Später wandte sich Lehrer mehr politischen oder tagesaktuellen Themen zu, vor allem in den Liedern, die er für die amerikanische Version der satirischen britischen TV-Show That Was The Week That Was (TW3) schrieb. Lehrer nahm nun die Neue Mathematik im elementaren Mathematikunterricht aufs Korn (New Math), das Zweite Vatikanische Konzil mit seinen Modernisierungsanstrengungen (The Vatican Rag), die Bemühungen um die Förderung von Minderheiten (National Brotherhood Week), die Umweltverschmutzung (Pollution), die Rolle der USA als Weltpolizist (Send the Marines), die Atomkriegsängste (So Long, Mom; We Will All Go Together when We Go und MLF Lullaby) und die zunehmende Verbreitung der Nuklearwaffen (Who’s Next?).

“To the shores of Tripoli / but not to Mississippoli / What do we do? / We send the Marines

„Zu den Küsten von Tripolis / Doch nicht nach Mississippolis / Was tun wir? / Wir schicken die Marines“

(Parodie der Hymne der US-Marines)

“Once the rockets are up, who cares where they come down? / That’s not my department, says Wernher von Braun

„Sind die Raketen erst oben, wen schert’s, wo sie reinhau’n? / Dafür bin ich nicht zuständig, sagt Wernher von Braun“

“If you feel dissatisfaction, / Strum your frustrations away / Some people may prefer action, / But give me a folk song any old day.”

„Wenn du unzufrieden bist, / Klimper deine Frustrationen weg / Manche würden lieber Taten sehen, / Aber ich spiel lieber Folkmusik.“

“Remember the war against Franco? / That’s the kind where each of us belongs. / Though he may have won all the battles, / We had all the good songs!”

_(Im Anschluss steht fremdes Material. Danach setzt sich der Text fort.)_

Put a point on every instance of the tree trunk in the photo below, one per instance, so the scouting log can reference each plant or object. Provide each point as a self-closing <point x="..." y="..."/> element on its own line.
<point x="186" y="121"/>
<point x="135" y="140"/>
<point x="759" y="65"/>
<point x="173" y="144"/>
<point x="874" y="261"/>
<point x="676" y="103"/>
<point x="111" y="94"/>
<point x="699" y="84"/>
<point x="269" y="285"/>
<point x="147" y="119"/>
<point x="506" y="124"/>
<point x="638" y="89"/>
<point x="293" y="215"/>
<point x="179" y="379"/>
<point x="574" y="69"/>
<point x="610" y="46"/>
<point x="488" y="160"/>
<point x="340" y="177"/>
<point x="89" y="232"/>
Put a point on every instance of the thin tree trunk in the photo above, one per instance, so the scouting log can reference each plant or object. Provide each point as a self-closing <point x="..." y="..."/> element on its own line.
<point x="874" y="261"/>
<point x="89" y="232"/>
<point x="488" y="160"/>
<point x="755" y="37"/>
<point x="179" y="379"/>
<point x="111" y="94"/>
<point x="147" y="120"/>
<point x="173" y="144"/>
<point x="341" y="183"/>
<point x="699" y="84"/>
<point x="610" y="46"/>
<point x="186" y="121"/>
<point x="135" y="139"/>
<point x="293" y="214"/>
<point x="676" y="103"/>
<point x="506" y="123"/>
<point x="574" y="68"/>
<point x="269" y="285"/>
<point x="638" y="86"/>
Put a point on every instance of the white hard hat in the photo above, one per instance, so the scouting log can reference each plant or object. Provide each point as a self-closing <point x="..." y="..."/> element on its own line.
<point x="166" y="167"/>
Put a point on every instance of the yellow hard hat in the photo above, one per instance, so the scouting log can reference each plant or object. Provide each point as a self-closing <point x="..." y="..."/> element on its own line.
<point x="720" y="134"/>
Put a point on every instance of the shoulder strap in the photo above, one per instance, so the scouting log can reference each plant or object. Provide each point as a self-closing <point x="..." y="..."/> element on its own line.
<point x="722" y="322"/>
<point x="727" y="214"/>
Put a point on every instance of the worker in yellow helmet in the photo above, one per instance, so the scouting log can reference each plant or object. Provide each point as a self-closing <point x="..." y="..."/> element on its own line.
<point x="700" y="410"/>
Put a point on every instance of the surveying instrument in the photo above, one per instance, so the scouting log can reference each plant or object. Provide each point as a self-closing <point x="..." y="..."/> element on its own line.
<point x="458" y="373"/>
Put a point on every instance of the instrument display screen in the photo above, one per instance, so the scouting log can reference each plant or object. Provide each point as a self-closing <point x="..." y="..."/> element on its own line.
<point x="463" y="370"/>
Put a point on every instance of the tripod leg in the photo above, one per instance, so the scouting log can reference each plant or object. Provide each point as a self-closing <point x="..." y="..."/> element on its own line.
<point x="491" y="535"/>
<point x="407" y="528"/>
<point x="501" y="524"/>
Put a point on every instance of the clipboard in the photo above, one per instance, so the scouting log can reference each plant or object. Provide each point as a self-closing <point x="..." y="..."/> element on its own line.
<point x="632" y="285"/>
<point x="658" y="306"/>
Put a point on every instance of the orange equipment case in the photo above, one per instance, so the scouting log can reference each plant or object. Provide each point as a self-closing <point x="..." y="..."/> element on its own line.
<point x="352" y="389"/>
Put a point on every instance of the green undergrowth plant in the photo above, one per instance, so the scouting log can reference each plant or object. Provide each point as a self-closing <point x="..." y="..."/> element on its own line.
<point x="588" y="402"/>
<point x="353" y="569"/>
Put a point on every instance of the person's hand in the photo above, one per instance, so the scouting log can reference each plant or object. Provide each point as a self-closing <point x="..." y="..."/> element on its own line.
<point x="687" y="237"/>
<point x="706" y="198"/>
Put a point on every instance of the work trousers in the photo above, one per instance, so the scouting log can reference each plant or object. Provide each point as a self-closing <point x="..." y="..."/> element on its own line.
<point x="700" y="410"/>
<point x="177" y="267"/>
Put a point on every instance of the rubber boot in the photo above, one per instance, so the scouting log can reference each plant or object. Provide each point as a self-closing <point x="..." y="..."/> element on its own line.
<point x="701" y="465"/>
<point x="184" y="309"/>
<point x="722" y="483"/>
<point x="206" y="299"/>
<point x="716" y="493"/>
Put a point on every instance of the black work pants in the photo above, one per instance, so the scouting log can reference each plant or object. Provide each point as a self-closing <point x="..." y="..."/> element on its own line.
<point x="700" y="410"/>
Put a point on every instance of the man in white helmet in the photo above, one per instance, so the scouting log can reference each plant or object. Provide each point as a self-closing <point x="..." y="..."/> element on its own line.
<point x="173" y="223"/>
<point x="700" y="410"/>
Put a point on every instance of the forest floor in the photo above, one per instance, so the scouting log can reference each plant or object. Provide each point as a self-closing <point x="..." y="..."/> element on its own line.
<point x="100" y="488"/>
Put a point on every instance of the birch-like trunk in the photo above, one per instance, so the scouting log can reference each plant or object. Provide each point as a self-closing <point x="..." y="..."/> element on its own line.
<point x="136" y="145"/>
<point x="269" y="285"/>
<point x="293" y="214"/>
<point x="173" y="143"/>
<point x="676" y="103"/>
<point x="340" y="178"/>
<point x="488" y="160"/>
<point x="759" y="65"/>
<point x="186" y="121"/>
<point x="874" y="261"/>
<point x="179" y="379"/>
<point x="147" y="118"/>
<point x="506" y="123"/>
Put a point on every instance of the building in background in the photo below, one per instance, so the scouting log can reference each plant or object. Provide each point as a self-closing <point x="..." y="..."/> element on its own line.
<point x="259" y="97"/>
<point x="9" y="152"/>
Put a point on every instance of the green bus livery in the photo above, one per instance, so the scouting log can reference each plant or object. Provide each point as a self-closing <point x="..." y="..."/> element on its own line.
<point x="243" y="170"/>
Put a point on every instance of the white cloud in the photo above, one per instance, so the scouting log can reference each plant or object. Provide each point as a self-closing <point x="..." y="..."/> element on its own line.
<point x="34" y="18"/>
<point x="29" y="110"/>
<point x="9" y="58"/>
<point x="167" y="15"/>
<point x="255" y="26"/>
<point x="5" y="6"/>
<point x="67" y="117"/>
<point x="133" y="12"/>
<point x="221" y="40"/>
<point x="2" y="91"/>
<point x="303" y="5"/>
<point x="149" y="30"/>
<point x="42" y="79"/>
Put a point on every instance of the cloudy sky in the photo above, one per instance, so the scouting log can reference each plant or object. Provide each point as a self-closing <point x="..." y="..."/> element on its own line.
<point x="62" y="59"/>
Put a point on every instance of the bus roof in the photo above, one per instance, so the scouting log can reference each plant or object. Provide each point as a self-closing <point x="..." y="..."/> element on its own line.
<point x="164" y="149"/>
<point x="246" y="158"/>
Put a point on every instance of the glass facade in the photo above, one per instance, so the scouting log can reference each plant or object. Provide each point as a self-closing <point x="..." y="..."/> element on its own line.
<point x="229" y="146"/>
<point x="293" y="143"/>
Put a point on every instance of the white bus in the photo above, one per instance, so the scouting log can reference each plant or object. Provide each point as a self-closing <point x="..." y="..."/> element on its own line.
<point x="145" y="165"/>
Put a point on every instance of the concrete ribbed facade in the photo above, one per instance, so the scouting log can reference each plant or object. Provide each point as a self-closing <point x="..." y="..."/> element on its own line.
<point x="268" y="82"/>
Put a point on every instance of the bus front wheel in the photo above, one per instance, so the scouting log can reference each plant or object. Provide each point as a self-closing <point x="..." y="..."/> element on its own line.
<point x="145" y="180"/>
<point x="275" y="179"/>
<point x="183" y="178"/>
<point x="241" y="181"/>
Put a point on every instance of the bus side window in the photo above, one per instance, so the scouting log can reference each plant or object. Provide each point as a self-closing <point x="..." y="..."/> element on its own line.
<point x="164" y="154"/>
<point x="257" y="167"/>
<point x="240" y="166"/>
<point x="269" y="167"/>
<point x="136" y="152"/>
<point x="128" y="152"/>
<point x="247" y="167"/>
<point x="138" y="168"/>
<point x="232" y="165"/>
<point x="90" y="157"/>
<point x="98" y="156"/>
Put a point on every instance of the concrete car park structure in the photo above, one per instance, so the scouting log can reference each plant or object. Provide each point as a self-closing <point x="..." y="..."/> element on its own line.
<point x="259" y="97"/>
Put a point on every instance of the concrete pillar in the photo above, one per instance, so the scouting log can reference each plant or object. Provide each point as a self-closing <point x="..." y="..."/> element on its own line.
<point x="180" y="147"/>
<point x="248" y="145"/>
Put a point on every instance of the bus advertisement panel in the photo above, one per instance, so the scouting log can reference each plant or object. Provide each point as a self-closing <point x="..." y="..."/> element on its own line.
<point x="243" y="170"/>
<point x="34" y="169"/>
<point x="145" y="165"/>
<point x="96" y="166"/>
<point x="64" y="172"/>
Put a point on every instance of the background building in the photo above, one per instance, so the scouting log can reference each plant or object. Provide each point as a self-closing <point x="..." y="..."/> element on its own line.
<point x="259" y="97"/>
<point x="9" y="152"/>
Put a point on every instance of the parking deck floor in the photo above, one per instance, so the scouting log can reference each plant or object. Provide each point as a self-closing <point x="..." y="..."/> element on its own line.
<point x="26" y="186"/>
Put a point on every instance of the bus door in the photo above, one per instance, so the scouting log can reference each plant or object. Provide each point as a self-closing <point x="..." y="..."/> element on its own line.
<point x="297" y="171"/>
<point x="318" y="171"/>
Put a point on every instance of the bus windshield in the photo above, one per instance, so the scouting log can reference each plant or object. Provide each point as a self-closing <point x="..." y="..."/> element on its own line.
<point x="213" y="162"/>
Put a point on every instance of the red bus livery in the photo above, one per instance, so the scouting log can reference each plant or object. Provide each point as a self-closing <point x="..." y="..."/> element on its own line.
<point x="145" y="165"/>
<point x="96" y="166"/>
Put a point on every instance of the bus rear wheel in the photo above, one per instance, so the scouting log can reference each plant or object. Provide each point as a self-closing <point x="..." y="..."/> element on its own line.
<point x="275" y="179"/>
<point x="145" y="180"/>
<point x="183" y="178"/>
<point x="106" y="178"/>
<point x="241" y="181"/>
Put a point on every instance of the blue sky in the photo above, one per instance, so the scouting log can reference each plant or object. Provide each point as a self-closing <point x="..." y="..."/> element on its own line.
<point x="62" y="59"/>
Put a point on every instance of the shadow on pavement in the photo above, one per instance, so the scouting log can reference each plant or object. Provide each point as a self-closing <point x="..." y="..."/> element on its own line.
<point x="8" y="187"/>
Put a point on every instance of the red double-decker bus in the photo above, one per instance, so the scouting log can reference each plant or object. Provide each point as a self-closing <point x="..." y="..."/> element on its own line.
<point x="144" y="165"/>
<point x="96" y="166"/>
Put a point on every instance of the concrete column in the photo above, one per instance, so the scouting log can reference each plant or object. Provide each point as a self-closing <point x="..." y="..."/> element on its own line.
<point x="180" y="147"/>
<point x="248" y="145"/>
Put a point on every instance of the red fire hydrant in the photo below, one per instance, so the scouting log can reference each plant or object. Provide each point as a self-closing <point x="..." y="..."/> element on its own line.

„Denk an den Krieg gegen Franco / Da findet sich jeder von uns wieder / Er hat zwar jeden Kampf gewonnen / Aber wir hatten die besten Lieder!“

Der historischen Diva Alma Mahler-Werfel widmete Lehrer in den frühen 1960er-Jahren ein bewunderndes Spottlied Alma, in dem er die potenzielle Eifersucht aller Frauen auf ihr unerreicht erfolgreiches „Angeln“ berühmter Männer besingt.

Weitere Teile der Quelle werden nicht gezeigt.